I wonder why Google has donated $11.5 million to the same entities that already get masses of money from anti-trafficking funders. Do they need to polish their reputation a bit in mainstream eyes and Rescue is now a guarantee to achieve this? What’s hardest for me to comprehend is why they wouldn’t want to show creativity and even innovation by getting some interns to do research and find some new groups to fund. Why not claim originality in philanthropy if your main corporate claim is how special and interesting and original your technology is? Instead they said:
Each year we focus some of our annual giving on meeting direct human need . . . Google chose to spotlight the issue of slavery this year because there is nothing more fundamental than freedom.
Truly lame.
I have gathered together here some of the best links to stories that bring into question Rescue as the principle mechanism for helping victims. The Rescue tag on this website includes many more blog posts with more resources, but here is, first, an array of striking commentaries on what so few people question: the efficacy of Rescue operations.

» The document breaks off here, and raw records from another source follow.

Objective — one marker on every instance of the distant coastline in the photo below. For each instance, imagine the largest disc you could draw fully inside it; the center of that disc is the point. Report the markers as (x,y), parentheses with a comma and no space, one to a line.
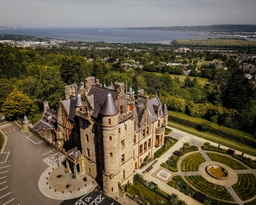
(162,35)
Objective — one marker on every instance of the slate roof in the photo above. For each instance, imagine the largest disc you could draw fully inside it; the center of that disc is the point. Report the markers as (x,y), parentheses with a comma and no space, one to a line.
(47,121)
(69,106)
(79,101)
(165,110)
(99,97)
(152,104)
(109,107)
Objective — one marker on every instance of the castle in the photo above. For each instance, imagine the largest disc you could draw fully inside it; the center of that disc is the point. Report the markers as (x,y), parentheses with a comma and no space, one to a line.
(105,132)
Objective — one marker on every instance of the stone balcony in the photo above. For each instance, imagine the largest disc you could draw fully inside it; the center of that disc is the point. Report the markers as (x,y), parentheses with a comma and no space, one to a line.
(160,130)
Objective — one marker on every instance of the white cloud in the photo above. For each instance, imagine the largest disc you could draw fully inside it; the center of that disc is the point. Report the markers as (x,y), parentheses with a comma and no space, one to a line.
(123,13)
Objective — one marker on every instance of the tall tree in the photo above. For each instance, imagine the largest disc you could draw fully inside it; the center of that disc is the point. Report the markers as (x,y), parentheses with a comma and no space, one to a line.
(16,104)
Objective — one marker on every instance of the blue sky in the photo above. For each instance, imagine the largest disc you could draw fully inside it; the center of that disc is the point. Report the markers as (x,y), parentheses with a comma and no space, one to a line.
(125,13)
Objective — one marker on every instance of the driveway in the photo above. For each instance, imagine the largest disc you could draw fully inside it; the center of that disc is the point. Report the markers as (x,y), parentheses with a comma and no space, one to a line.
(21,164)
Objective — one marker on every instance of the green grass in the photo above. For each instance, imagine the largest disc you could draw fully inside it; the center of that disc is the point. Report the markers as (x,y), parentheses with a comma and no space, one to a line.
(245,188)
(226,160)
(201,81)
(146,195)
(253,202)
(215,138)
(208,188)
(192,162)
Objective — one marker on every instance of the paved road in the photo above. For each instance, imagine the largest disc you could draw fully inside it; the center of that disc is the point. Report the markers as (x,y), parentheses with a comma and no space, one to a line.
(21,165)
(22,162)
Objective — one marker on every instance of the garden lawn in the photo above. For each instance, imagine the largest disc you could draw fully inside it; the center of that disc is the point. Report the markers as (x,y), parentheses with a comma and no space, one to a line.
(145,194)
(245,188)
(208,188)
(226,160)
(192,162)
(214,138)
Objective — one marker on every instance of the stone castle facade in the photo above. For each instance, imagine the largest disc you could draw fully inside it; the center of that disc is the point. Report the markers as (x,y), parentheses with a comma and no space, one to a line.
(105,132)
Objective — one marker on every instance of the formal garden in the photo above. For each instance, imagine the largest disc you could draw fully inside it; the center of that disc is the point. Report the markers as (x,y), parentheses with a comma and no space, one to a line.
(214,193)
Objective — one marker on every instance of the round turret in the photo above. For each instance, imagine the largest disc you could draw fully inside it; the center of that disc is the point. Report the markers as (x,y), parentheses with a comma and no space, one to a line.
(26,121)
(79,102)
(109,107)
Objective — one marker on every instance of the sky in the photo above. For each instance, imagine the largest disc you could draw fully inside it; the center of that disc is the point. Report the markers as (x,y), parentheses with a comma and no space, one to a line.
(125,13)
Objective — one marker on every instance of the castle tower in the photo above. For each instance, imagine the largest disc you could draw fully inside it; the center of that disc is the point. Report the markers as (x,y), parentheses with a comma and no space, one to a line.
(111,146)
(165,114)
(26,124)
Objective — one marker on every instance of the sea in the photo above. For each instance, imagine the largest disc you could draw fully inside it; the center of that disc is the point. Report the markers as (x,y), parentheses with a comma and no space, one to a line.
(109,35)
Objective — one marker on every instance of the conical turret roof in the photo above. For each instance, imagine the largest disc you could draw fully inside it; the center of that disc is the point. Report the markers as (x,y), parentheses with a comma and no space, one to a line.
(109,107)
(25,121)
(79,101)
(165,110)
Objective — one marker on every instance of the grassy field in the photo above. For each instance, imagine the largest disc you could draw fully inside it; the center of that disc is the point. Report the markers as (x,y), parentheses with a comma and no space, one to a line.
(215,138)
(201,81)
(213,190)
(246,186)
(192,162)
(215,42)
(226,160)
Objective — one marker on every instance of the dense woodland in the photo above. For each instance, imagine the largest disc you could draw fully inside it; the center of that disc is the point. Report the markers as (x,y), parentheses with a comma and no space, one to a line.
(223,96)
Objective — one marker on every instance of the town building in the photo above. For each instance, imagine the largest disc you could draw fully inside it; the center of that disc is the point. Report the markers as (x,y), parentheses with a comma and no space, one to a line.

Note: This is not about everything that can be wrong with Rescue operations in theory or fact but a list of news stories specifically about people who don’t want to be rescued. For their own reasons, for structural-inequality reasons, inside crappy patriarchy and unfairness everywhere. This is not a list about who is happy or whether selling sex ever feels like a job. And it does not mean that no one is ever glad to be rescued. Instead it shows that Rescue is highly problematic, all over the world. Finally, the list isn’t comprehensive; there must be numerous stories I missed. Most are from the past year and a half but one about ladyboys goes back to 2008.
- Women resist rescue by anti-trafficking police, who admit it, July 2011
- Saved at last? or Sex Workers Don’t Want Rescue? Stories from India, October 2010
- Chinese trafficked sex workers refuse rescue from Congo, January 2011
- Even sex-trafficked brothel workers reject raids and rescues, August 2011
- Saving prostitutes or chasing out sex workers: Don Benzi, Abruzzo and deforestation, October 2010
- Teen prostitutes don’t want to be saved so they must be brainwashed, right?, October 2011
- Bangalore sex workers reject rescue by Supreme Court judge, March 2011
- Cambodia Ladyboy Rescue Goes Wrong, November 2008
- Sex Workers on Sunday: what people say themselves about exchanging money for sex, April 2011
Charlotte Cooper (author of Obesity Timebomb), produced the picture of Ashton Kutcher at a postprandial drawing session in Stratford a couple of months ago. My own depiction of Mira Sorvino wasn’t nearly as good.
–Laura Agustín, the Naked Anthropologist
Ha ha! I didn’t really think you’d use it! I’m beaming with pride.